Se há coisa que sempre me fez confusão são bichinhos na cabeça das crianças. Eu própria, quando era pequena, cheguei a apanhar por 2x... E acreditem, não é nada bom! Quando chegava o dia de tirá-los, ui o que eu chorava... Aquilo doía mesmo!

Já por 2x que o ATL, onde a minha filha está, avisa para vermos as cabeças dos nossos filhos pois vêem alguns voadores por lá. Fico sempre com cara de pânico e pergunto sempre se elas viram algum na M., ao que me responderam sempre que não! É que, acreditem ou não, apesar de ter tido 2x em criança, nunca tinha visto um piolho na vida e nem lêndeas... God! Panic, panic... Ala revistar a cabeça dela pouco a pouco à confiança, pois como elas diziam que ela não tinha ficava bem mais descansada... Sempre limpinha!...
Até que chegou um dia que vi umas coisinhas brancas (poucas, graças a Deus!) muito estranhas pegadas no cabelo dela. Eu tentava tirar, mas estavam coladas ao cabelo e custavam a sair... Chamei a minha mãe para ela ver se aquilo eram mesmo lêndeas... E ela disse que eram!!!! 
OH GOD! Oh God! PANIC! PANIC! Sirenes com luzes vermelhas por tudo o que era lado!
O dia do tête-a-tête com a família da piolhaça tinha chegado! Ahhhh como iria eu fazer?! Eu nem conhecia o bicharoco... Será que era monstruoso?! Teria antenas?! E matá-lo?! Como seria?! Ahhhh por momentos pensei que não iria conseguir superar aquilo.
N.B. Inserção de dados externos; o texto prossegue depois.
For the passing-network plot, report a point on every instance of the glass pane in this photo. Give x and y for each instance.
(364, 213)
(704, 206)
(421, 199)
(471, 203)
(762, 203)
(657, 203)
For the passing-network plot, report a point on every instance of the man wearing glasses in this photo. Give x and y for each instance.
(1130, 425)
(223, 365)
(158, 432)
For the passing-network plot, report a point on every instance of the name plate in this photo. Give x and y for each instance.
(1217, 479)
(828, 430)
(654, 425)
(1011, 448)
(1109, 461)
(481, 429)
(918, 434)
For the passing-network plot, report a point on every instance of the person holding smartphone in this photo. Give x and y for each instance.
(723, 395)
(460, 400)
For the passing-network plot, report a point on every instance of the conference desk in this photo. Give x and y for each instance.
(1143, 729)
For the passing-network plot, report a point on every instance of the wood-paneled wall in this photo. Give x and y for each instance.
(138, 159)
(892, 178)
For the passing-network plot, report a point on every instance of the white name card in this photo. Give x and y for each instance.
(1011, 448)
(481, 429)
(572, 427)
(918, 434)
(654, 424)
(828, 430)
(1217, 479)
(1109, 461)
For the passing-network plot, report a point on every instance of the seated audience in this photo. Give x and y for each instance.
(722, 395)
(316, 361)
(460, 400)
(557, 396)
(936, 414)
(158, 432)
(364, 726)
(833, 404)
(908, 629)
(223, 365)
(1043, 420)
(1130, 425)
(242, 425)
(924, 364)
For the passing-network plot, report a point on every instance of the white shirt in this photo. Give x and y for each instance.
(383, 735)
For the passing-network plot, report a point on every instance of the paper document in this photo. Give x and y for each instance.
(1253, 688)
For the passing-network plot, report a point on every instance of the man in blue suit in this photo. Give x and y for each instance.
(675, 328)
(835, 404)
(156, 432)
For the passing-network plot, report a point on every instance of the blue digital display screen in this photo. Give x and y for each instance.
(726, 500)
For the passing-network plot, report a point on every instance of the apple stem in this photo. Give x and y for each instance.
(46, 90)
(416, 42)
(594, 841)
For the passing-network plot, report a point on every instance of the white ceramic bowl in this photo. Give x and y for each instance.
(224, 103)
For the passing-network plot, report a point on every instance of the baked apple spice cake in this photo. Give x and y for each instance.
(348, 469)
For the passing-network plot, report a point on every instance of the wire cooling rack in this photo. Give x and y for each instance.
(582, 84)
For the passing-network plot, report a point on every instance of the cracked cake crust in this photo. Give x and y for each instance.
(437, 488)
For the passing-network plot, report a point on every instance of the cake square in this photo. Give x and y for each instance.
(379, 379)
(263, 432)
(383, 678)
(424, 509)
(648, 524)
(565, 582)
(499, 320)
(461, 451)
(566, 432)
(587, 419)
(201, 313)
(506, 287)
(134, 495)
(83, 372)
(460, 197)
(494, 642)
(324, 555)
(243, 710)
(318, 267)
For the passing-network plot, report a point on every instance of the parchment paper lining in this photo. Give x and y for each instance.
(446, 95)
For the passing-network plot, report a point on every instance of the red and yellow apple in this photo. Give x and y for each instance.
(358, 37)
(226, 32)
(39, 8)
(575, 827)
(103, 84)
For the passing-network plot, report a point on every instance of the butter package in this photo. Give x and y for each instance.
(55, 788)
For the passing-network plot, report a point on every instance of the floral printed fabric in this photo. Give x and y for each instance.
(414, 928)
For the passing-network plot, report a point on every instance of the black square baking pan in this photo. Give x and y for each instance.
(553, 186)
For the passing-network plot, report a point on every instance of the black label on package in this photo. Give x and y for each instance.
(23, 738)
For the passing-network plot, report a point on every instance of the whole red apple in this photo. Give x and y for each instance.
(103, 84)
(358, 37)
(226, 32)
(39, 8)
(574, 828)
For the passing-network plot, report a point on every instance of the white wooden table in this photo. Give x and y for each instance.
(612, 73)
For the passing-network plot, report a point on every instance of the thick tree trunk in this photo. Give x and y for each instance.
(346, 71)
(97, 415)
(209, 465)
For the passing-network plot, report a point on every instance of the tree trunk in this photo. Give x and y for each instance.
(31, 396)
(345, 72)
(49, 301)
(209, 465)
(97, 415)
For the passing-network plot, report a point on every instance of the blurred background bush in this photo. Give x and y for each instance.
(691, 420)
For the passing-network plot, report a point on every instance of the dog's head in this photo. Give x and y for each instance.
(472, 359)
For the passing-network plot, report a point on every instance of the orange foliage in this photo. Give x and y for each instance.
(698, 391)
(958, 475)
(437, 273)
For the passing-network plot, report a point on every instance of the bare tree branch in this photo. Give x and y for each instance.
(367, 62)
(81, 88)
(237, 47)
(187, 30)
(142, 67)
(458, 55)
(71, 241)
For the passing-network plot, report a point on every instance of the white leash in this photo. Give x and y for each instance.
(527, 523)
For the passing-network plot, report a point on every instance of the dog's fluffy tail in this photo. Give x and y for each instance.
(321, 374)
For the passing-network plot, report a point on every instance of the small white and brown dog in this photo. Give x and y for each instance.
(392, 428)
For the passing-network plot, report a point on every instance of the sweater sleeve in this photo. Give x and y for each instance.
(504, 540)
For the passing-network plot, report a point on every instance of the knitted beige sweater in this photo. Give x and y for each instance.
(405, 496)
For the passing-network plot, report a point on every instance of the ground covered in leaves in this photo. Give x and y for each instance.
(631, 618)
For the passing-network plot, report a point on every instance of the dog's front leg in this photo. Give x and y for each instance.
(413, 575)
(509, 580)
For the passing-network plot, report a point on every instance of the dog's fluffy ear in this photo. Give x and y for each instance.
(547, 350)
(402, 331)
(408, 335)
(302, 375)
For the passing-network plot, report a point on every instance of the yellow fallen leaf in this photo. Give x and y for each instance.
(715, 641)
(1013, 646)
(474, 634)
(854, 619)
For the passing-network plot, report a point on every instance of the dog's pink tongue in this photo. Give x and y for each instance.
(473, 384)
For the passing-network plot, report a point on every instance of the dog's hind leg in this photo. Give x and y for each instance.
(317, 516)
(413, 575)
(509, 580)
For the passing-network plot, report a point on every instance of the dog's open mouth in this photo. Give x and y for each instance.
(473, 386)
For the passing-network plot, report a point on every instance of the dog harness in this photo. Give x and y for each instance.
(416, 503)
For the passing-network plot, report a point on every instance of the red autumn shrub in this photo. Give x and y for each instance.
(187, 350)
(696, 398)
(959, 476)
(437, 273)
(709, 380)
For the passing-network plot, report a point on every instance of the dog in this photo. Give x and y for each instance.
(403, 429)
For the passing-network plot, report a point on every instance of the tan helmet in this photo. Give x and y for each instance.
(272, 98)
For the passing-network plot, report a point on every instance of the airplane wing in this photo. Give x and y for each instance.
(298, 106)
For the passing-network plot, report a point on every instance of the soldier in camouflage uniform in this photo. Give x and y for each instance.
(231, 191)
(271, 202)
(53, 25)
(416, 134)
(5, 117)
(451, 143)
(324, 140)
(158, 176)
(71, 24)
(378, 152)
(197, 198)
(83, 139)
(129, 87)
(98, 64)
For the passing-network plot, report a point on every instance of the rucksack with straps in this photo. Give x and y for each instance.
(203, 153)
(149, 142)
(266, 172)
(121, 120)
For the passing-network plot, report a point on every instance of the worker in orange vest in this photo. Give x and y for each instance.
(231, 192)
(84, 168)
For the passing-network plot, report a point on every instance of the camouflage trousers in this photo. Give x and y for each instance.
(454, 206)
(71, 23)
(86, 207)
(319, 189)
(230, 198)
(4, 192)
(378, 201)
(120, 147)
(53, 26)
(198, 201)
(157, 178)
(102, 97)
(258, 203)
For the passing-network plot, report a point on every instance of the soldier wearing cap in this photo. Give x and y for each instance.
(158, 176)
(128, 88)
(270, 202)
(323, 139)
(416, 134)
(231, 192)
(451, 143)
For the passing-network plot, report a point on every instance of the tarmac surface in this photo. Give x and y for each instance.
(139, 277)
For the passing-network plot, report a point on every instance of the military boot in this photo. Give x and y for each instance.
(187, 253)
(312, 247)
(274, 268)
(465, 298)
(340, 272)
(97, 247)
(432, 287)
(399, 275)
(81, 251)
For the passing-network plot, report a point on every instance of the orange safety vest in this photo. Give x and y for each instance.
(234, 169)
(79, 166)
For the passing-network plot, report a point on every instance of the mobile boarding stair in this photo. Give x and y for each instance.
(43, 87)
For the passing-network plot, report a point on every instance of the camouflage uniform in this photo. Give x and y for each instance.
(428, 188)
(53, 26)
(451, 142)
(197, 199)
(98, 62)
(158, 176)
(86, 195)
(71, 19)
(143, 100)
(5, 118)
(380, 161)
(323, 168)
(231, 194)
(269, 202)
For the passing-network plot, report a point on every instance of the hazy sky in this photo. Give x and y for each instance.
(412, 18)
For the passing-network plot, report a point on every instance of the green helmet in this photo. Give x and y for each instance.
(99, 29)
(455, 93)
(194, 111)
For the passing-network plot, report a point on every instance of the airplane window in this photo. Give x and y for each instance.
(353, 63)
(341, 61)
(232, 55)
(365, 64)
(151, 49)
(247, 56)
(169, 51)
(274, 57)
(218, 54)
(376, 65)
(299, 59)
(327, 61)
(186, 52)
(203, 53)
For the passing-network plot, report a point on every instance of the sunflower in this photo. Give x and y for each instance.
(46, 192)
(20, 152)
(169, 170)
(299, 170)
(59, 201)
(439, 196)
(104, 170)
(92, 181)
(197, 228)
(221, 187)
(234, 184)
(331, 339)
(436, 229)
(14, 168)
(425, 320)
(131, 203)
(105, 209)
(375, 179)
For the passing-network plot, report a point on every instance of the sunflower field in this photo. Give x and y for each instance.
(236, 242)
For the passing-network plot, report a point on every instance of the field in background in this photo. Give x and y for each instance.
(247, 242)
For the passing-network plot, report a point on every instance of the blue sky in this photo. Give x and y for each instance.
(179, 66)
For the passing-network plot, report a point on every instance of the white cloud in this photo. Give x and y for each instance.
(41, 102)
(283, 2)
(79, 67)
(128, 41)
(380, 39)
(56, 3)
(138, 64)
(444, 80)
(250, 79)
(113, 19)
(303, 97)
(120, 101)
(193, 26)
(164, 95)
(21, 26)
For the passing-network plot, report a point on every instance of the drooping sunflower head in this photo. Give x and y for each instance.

Só que a minha M. não queria que fosse a avó a ver-lhe a cabeça... queria que fosse eu, a corajosa da mãe!!!!! (NOT!) Oh God! Piorou! Já estava cheia de nervos e suores frios!... Tremia por todo o lado! Eu e os insectos não temos uma relação assim muito amistosa... Mas fazer o quê?! Tudo por ela, não é?! Enchi-me de coragem e comecei a revistar a sua cabeça... Sempre com medo de me deparar com um "chefe da tribo" que iria declarar-me guerra aberta, como é óbvio! E eu que, como arma de fogo, só tinha mesmo as minhas mãos! Teria de pegar nele e esmagá-lo entre as minhas unhas!!! Ahhhh sempre que pensava nesse desfecho até ficava com um nó no estômago! Depois deste cenário titânico, graças a Deus não vi nenhum e fui tirando as lêndeas que encontrava, que eram muito poucas, mesmo assim. Deve ter sido algum que foi lá fazer uns cocós e fugiu para outra cabecita... Menos mal (para mim, claro!)!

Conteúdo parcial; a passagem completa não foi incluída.